PROTEIN STRUCTURE REFINEMENT
We modeled the effect of solvent (water) environment on protein structure refinement using physics-based potentials with implicit and explicit water models as well as the knowledge-based (KB) statistical potential functions derived from high-resolution X-ray diffraction data of protein structures. Using energy minimization and molecular dynamics, we tested the physics-based and KB potentials on a large set of protein structures. The physics-based implicit solvent models demonstrated large magnitude of refinement but the KB potential was more consistent. We have prospectively verified the accuracy of the KB potential in the refinement category at the eight and ninth world-wide experiments on Critical Assessment of techniques for protein Structure Prediction (CASP). Evaluation of our protocol on all models generated at previous CASPs indicates that this simple, consistent and computationally efficient refinement protocol is a natural "end" step for protein structure prediction.
POLARIZATION AFFECTS BIOLOGICAL PROCESSES
Since the pioneering work on the consistent force field developed by Shneior Lifson, more than 50 years ago, the model of an atom has been a nucleus with a partial charge. We believe the time has come to move to a more realistic representation of an atom as a nuclei and an exponentially distributed zero mass electron cloud around it. This has been implemented in a recently introduced state-of-the-art quantum general purpose quantum mechanical polarizable force field (QMPFF3) fitted solely to high-level quantum mechanical data at MP2/cc-pVTZ level with a simple model correction using CCSD(T) data, allowing the effect of polarization to be correctly modeled. Accurate description of the water structure around the solute of interest could improve our understanding of various biological processes such as protein folding. We study the structure of polarized water around polarized hydrophobic solutes of varying sizes (methane, benzene, cyclohexane and Buckminsterfullerene) to show that polarization induces a strong hydrophobic effect; this has been under-represented by the limitations due to approximate modeling of atomic interactions in the empirical force fields widely used for the past decades. Our sensitive method to detect surface roughness shows that the hydrophobic effect is much stronger at short- and long-range for QMPFF3 compared to classical force fields simulations for polarized Buckminsterfullerene. The major conclusion from this study is that a quantum mechanical force field increases the strength of the hydrophobic effect; this could have a profound affect on protein folding.

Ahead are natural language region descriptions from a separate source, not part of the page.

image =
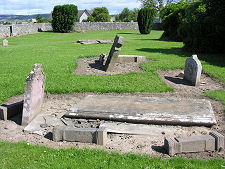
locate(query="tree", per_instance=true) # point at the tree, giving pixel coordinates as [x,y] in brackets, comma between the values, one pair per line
[127,15]
[146,17]
[100,15]
[64,18]
[157,4]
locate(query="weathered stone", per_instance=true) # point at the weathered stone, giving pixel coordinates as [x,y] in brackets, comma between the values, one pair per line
[4,42]
[193,69]
[114,53]
[7,111]
[219,140]
[212,142]
[131,58]
[34,94]
[145,110]
[84,135]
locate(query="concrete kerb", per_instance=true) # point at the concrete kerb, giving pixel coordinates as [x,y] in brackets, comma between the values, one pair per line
[84,135]
[212,142]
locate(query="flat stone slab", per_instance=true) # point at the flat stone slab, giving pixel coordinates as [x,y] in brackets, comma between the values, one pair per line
[150,110]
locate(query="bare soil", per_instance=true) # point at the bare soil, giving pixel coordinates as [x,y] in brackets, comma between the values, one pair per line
[58,104]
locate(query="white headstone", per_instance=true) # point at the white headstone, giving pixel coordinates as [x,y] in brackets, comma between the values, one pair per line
[4,42]
[193,70]
[34,94]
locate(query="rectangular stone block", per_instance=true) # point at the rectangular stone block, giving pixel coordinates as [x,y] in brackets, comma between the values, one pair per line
[193,144]
[219,140]
[196,143]
[131,58]
[84,135]
[34,94]
[7,111]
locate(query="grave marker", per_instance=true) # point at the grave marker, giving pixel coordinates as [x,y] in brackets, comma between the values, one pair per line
[34,94]
[5,42]
[114,53]
[193,70]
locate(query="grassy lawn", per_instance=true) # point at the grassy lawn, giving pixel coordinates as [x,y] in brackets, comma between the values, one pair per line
[58,56]
[21,155]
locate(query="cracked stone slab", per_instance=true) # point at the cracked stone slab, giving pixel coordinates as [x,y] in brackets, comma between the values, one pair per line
[152,110]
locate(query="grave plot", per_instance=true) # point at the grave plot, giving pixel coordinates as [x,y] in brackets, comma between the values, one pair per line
[150,110]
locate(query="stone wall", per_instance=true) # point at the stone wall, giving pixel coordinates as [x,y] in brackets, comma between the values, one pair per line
[4,31]
[106,26]
[23,29]
[29,28]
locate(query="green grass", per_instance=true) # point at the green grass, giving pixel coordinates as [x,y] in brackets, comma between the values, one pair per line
[218,95]
[21,155]
[58,56]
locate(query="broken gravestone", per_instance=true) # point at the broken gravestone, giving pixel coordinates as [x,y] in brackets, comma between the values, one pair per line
[4,42]
[193,69]
[114,53]
[34,94]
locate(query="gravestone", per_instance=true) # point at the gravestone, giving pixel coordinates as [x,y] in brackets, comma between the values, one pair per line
[5,42]
[193,69]
[113,54]
[34,94]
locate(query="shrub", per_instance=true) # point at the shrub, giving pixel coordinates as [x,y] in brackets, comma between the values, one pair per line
[172,16]
[100,15]
[64,18]
[146,17]
[203,27]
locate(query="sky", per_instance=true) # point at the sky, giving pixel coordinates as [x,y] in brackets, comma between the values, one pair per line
[29,7]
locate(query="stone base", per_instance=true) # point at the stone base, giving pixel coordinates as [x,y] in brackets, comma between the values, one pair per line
[212,142]
[84,135]
[131,58]
[7,111]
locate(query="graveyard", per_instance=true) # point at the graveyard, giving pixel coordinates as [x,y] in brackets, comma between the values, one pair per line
[117,91]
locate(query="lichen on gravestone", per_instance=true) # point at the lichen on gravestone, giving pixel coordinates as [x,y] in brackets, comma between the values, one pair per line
[193,69]
[34,94]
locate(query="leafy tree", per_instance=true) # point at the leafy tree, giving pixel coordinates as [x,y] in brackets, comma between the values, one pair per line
[41,19]
[100,15]
[146,17]
[127,15]
[64,18]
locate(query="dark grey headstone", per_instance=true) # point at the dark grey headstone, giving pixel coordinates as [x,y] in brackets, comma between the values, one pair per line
[114,53]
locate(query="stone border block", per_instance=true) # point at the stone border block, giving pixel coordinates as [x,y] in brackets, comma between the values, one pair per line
[212,142]
[7,111]
[84,135]
[219,140]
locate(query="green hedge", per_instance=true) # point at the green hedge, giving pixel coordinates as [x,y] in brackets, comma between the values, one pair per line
[64,18]
[146,17]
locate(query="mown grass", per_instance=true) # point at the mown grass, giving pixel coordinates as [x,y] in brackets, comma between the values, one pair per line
[21,155]
[218,95]
[58,56]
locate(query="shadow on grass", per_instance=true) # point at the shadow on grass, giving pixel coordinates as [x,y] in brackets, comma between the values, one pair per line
[213,59]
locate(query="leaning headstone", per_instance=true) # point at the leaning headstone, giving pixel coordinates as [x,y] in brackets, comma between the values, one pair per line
[193,70]
[34,94]
[114,53]
[5,42]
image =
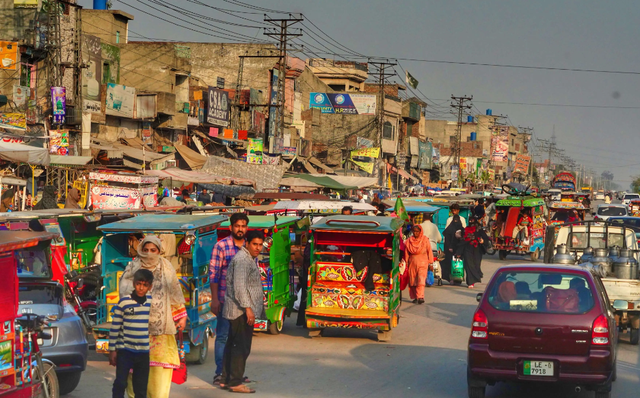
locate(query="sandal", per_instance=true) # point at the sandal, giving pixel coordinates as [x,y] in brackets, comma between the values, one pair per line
[242,388]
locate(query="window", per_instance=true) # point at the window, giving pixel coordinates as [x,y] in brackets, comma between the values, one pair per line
[541,292]
[387,131]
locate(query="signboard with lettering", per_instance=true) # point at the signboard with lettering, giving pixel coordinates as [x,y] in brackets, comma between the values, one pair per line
[218,112]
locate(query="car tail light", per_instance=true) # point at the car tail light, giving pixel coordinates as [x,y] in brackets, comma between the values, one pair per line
[480,325]
[600,331]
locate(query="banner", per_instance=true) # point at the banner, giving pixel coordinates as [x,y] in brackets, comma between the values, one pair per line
[92,75]
[218,111]
[13,121]
[254,151]
[368,167]
[522,164]
[345,104]
[8,55]
[120,100]
[108,197]
[59,104]
[500,145]
[366,152]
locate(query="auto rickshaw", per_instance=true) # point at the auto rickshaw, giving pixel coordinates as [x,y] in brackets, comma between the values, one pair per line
[275,268]
[562,212]
[195,237]
[519,212]
[19,369]
[343,290]
[634,208]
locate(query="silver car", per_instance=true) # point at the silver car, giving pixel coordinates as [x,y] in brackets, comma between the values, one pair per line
[38,294]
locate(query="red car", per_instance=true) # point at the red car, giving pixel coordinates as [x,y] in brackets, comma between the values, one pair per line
[545,324]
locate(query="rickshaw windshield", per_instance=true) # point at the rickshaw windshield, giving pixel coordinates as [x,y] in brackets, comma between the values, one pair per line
[34,262]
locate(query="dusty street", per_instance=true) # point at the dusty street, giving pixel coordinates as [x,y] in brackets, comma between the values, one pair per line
[426,358]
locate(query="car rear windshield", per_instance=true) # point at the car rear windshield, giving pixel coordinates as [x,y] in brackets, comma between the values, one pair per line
[612,211]
[541,292]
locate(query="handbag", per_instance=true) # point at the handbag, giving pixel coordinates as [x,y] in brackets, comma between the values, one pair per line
[179,375]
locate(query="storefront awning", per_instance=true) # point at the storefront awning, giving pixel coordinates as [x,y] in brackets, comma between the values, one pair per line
[21,153]
[199,177]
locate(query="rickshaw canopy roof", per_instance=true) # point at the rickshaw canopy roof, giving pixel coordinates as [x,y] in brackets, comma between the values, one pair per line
[163,222]
[517,202]
[15,240]
[264,221]
[567,205]
[358,223]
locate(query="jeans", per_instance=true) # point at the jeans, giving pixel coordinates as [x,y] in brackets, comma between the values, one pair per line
[222,334]
[237,351]
[139,362]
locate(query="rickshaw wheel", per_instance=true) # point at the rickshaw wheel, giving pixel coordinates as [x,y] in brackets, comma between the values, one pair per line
[502,255]
[535,255]
[275,327]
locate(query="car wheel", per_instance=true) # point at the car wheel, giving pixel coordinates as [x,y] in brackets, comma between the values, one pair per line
[198,353]
[68,382]
[477,392]
[502,255]
[634,335]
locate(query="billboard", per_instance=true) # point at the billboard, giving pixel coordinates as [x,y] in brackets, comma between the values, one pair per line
[120,100]
[500,145]
[91,75]
[218,111]
[345,104]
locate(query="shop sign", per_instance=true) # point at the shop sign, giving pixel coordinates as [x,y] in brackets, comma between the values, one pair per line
[218,112]
[344,104]
[59,104]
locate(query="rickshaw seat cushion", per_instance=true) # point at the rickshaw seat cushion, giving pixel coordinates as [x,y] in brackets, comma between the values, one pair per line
[512,221]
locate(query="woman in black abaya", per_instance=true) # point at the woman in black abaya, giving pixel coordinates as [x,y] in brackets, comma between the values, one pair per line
[471,248]
[451,243]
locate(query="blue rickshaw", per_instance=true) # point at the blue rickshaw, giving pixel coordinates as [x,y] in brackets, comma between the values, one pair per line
[195,237]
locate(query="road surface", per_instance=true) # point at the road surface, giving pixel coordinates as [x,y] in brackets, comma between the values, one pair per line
[426,358]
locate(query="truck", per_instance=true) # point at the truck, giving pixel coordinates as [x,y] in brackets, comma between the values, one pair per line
[565,181]
[623,294]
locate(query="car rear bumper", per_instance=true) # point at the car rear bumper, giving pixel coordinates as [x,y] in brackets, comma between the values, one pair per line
[489,365]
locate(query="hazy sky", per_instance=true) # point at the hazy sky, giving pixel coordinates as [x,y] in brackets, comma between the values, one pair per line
[598,35]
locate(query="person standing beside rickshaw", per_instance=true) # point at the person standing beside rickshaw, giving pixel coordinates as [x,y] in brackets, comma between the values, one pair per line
[221,256]
[419,258]
[473,245]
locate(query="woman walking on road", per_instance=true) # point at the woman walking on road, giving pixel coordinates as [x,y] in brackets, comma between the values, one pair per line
[473,245]
[419,257]
[166,316]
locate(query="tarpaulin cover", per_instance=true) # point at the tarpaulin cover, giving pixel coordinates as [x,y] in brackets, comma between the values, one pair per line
[21,153]
[199,177]
[193,158]
[266,176]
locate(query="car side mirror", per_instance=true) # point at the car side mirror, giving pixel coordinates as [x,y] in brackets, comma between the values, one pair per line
[620,305]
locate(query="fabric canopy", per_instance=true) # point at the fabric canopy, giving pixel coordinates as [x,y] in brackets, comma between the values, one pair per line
[193,158]
[21,153]
[199,177]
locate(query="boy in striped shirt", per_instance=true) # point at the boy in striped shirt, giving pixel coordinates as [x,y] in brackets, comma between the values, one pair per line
[129,337]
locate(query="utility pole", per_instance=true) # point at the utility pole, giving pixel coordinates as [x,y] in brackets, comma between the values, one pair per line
[460,103]
[382,76]
[281,32]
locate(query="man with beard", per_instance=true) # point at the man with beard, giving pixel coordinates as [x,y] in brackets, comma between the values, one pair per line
[223,253]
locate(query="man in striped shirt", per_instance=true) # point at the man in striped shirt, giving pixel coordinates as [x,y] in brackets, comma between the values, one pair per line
[129,337]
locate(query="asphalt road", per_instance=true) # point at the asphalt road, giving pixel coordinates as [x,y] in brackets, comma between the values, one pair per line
[426,358]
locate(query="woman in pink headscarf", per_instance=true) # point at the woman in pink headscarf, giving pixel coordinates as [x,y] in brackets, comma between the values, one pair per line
[419,257]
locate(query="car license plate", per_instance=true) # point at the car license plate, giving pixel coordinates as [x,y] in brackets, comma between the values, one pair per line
[538,368]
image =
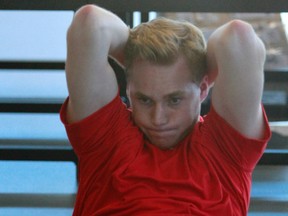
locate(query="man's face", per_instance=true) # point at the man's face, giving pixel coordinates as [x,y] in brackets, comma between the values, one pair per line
[165,101]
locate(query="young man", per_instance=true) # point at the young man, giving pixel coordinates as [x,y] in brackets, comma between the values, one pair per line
[161,157]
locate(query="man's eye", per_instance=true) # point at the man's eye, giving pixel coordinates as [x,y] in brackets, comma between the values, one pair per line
[145,101]
[174,101]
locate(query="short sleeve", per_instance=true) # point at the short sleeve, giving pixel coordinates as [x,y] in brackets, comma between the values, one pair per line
[241,151]
[100,131]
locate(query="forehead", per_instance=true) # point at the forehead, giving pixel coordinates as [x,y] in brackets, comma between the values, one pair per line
[160,80]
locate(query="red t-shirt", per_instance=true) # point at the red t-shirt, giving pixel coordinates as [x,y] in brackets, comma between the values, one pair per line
[121,173]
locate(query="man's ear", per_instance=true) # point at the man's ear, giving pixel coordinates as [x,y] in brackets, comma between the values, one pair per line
[204,88]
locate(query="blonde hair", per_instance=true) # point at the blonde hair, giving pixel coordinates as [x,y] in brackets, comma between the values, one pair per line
[162,40]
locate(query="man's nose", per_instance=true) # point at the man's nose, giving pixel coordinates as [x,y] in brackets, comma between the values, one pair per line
[159,115]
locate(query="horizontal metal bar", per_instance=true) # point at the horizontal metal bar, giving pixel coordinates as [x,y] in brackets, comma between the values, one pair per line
[28,154]
[152,5]
[274,158]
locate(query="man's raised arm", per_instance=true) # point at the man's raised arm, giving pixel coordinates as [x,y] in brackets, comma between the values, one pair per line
[236,55]
[94,34]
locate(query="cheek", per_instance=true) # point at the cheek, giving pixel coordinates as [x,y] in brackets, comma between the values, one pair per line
[140,115]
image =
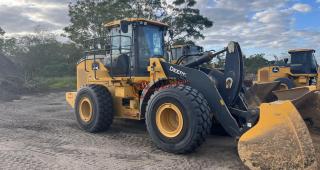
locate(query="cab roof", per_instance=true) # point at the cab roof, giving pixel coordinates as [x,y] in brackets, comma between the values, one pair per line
[184,45]
[301,50]
[116,23]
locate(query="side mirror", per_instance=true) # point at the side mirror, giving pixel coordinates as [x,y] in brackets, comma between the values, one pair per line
[171,34]
[124,26]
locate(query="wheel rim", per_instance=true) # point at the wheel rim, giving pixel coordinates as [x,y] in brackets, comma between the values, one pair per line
[169,120]
[283,87]
[85,109]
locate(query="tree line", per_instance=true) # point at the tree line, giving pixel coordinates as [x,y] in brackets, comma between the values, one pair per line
[42,54]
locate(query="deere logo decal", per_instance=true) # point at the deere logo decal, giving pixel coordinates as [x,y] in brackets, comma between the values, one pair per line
[179,72]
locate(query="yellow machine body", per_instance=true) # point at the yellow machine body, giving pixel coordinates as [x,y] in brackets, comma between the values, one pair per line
[119,87]
[276,72]
[266,74]
[279,139]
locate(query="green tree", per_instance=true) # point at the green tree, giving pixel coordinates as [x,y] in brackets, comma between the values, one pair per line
[254,62]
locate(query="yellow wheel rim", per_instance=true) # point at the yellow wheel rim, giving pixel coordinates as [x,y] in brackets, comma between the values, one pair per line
[283,87]
[85,109]
[169,120]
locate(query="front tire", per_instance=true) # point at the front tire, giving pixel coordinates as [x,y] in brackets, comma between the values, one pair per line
[178,119]
[94,108]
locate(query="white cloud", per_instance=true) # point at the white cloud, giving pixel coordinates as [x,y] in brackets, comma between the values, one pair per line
[301,7]
[266,26]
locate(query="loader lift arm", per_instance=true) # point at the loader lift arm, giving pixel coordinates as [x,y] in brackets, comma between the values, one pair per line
[224,87]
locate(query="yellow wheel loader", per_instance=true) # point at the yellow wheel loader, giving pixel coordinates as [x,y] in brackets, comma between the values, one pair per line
[128,78]
[301,71]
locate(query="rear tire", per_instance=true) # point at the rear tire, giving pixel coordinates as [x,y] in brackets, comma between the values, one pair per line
[195,114]
[94,108]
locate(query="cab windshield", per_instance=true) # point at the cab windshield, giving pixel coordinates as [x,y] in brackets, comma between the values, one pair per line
[150,44]
[151,41]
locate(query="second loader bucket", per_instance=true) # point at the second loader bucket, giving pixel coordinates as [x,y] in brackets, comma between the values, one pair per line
[307,102]
[279,140]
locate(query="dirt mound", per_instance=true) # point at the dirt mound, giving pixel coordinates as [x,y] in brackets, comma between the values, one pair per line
[11,82]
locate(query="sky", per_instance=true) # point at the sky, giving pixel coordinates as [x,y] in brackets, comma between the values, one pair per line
[260,26]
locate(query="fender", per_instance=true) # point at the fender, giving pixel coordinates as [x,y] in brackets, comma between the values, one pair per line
[148,91]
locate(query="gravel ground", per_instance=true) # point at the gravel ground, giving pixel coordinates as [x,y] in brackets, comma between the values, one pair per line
[40,132]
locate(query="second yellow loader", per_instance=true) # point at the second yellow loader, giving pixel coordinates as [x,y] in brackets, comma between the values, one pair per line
[130,79]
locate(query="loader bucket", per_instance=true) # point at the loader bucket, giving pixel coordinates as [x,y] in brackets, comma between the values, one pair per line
[279,140]
[295,93]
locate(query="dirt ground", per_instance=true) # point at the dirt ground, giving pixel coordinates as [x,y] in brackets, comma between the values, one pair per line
[40,132]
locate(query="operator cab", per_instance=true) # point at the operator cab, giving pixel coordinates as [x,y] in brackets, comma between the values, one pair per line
[132,43]
[303,61]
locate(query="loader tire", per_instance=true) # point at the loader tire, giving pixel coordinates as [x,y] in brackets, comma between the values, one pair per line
[285,83]
[94,108]
[166,109]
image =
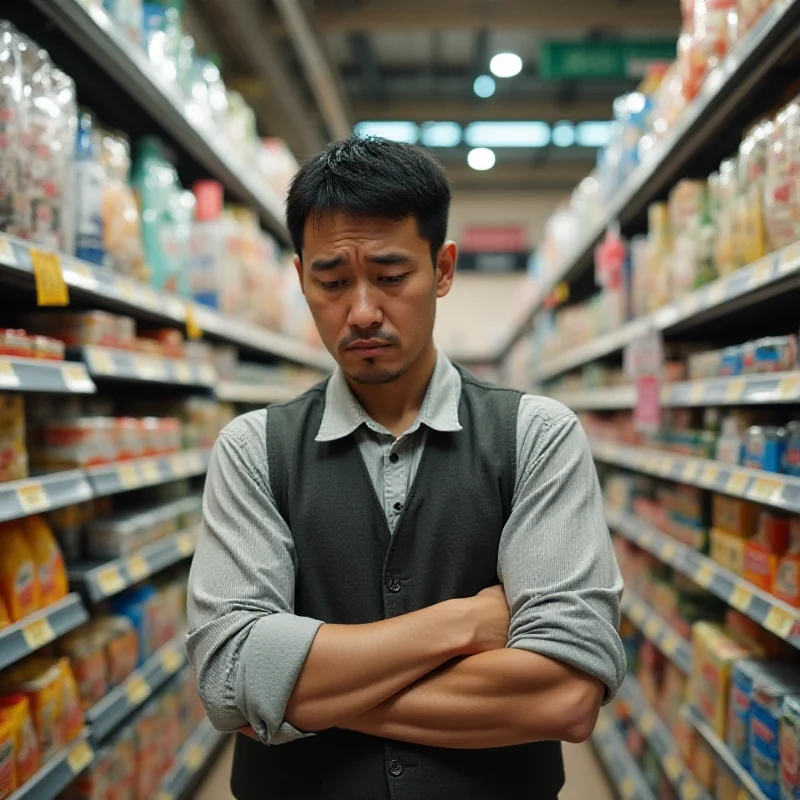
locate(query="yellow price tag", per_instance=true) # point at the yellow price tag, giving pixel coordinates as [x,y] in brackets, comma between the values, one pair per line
[195,757]
[704,575]
[51,288]
[765,489]
[193,329]
[789,387]
[110,581]
[38,633]
[735,389]
[8,378]
[737,483]
[709,475]
[32,498]
[171,660]
[780,622]
[690,472]
[138,568]
[137,691]
[150,472]
[80,756]
[741,597]
[129,476]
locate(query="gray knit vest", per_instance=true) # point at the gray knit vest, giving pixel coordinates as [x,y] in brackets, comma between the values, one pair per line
[352,570]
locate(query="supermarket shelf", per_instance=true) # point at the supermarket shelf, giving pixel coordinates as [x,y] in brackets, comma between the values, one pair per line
[661,742]
[769,612]
[35,631]
[103,45]
[193,757]
[139,472]
[623,771]
[674,647]
[255,393]
[107,362]
[119,293]
[41,375]
[764,277]
[745,68]
[42,493]
[58,772]
[123,700]
[724,755]
[768,488]
[739,390]
[115,576]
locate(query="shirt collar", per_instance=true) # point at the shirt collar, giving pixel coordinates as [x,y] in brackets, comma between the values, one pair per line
[439,411]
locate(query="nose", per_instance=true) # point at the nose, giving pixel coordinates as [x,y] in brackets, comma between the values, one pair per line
[365,310]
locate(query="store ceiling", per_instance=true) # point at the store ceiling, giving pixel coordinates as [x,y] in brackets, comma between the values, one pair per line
[416,62]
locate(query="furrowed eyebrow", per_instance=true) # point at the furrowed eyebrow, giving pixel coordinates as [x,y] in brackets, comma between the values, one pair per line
[390,259]
[323,264]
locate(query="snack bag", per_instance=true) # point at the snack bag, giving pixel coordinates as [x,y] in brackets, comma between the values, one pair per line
[53,581]
[19,581]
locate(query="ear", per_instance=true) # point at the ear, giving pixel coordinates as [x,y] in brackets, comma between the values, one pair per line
[446,267]
[298,265]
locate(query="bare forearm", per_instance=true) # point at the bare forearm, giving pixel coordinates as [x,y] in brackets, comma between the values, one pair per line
[494,699]
[353,668]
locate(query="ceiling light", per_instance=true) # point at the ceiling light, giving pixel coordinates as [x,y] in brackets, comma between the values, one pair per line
[481,158]
[396,130]
[506,65]
[563,134]
[441,134]
[507,134]
[484,86]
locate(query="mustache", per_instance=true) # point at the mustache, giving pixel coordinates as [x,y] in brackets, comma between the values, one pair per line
[381,336]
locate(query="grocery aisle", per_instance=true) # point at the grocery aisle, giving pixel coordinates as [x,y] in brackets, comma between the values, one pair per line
[585,776]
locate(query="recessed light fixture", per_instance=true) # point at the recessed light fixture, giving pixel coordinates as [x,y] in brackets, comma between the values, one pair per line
[481,158]
[484,86]
[506,65]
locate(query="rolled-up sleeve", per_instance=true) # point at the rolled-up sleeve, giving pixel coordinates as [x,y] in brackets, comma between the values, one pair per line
[556,561]
[245,643]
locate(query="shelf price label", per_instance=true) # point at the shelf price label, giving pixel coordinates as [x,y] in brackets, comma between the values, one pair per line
[38,633]
[80,756]
[32,498]
[51,288]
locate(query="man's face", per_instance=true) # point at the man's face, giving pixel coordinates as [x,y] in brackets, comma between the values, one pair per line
[372,291]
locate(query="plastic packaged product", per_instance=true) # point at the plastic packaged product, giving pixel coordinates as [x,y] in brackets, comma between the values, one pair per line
[84,649]
[764,447]
[8,767]
[26,746]
[41,681]
[768,694]
[13,450]
[18,574]
[789,744]
[53,581]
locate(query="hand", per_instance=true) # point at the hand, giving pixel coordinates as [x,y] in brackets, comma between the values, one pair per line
[490,618]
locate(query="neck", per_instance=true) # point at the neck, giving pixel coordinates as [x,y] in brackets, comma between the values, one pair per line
[395,405]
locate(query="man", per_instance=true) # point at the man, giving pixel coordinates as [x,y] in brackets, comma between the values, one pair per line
[404,583]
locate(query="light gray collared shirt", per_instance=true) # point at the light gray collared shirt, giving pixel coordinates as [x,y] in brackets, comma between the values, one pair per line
[555,558]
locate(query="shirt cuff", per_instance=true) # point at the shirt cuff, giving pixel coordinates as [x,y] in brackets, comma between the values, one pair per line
[271,659]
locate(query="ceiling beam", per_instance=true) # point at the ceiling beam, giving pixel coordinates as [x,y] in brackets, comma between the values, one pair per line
[565,15]
[426,109]
[319,72]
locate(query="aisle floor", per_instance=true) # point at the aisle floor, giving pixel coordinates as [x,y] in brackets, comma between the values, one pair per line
[585,777]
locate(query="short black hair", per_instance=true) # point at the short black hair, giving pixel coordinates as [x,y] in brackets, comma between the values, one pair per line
[374,178]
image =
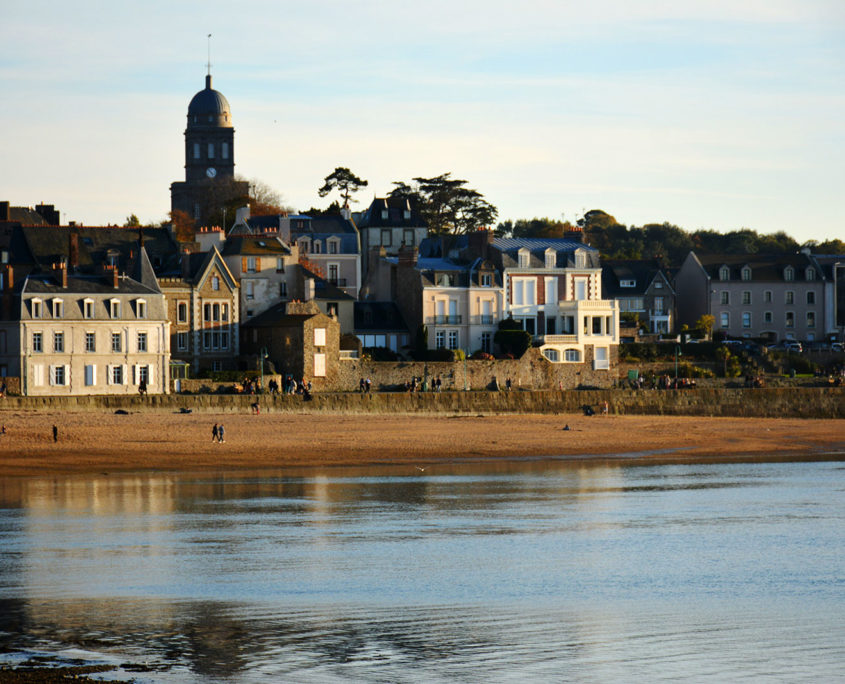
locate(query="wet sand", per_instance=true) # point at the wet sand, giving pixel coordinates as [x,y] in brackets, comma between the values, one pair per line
[91,442]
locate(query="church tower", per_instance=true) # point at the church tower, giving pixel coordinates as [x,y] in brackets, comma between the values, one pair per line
[209,194]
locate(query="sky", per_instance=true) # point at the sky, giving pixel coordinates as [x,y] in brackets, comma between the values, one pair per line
[712,114]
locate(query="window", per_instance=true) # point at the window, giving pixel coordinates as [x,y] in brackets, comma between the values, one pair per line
[58,375]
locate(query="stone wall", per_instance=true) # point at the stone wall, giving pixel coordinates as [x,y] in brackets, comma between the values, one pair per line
[756,403]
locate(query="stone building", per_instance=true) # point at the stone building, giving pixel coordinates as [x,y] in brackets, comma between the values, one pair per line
[298,340]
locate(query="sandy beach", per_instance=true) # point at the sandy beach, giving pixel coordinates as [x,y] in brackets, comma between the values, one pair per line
[91,442]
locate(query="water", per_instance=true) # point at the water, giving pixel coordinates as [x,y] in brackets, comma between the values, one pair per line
[521,572]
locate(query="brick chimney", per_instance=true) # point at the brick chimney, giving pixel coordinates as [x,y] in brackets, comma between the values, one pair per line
[73,249]
[60,272]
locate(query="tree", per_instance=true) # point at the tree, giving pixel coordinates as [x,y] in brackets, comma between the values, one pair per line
[447,205]
[182,225]
[344,181]
[264,200]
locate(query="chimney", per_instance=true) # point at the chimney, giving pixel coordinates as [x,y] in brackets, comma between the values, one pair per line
[479,243]
[73,249]
[60,271]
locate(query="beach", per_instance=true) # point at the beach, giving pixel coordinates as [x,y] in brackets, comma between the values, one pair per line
[93,442]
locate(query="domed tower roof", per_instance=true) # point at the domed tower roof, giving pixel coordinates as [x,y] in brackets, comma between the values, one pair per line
[209,108]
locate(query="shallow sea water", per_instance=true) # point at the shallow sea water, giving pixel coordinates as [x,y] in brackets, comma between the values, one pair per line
[497,573]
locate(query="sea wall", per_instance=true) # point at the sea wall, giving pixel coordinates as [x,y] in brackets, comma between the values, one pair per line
[797,402]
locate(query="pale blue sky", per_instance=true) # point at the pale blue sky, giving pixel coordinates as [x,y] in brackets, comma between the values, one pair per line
[707,114]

Our results with nonpolar solutes give us enough confidence that polarization is an important component which should not be neglected in empirical force fields and should be modeled correctly for biological systems. We will use QMPFF3 to study the affect of polarization on biological systems like proteins and protein-ligand complexes in non-homogenous solvent simulations (for enhanced sampling). To this end, we are making several advances to increase the accuracy and speed of this polarizable force field.